- Directed by: Peter Graham Scott
- Written by: Dennis Vance Peter Graham Scott
- Produced by: John Croydon
- Starring: Donald Peers Dodo Watts
- Cinematography: Gerald Gibbs
- Edited by: Eric Hodges
- Music by: Denis Moonan
- Production company: Harold Huth Productions
- Distributed by: British Lion Films
- Release date: February 1952;
- Running time: 78 minutes
- Country: United Kingdom
- Language: English

= Sing Along with Me =

1952 film by Peter Graham Scott

Sing Along with Me is a 1952 British musical film directed by Peter Graham Scott and starring Donald Peers, Dodo Watts and Dennis Vance. The screenplay concerns a grocer, played by Donald Peers, who wins a radio singing competition and is signed to a lucrative contract. The film was mainly a vehicle for Peers who was at the peak of his career at that time.

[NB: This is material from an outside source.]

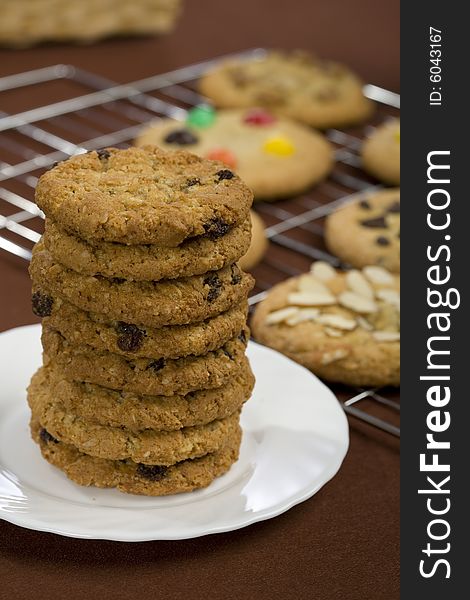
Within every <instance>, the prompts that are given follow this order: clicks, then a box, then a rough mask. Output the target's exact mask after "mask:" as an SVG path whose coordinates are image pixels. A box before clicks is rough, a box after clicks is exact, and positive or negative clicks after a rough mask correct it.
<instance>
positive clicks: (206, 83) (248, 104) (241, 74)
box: [200, 50, 373, 129]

He sang "Take My Heart", "If You Smile at the Sun", "Hoop Diddle-i-do-ra-li-ay", "Down at the Old Village Hall" and "I Left My Heart in a Valley in Wales".

==Cast==
- Donald Peers as David Parry
- Dodo Watts as Gwynneth Evans
- Dennis Vance as Harry Humphries
- Jill Clifford as Shelia
- Mercy Haystead as Gloria
- Cyril Chamberlain as Jack Bates
- Humphrey Morton as Syd Maxton
- George Curzon as Mr Palmer
- Leonard Morris as Uncle Ebeneezer

==Reception==
The review in Kinematograph Weekly stated "The picture presents Donald Peers with a simple yet effective vehicle for his screen debut, and he returns the compliment by easily adapting his flawless stage, radio and TV technique to the even more exacting demands of the "flicks." His friendly approach offsets his years, close-ups hold no terror for him, and, like the experienced trouper he is, he sees that all the ditties have rousing choruses."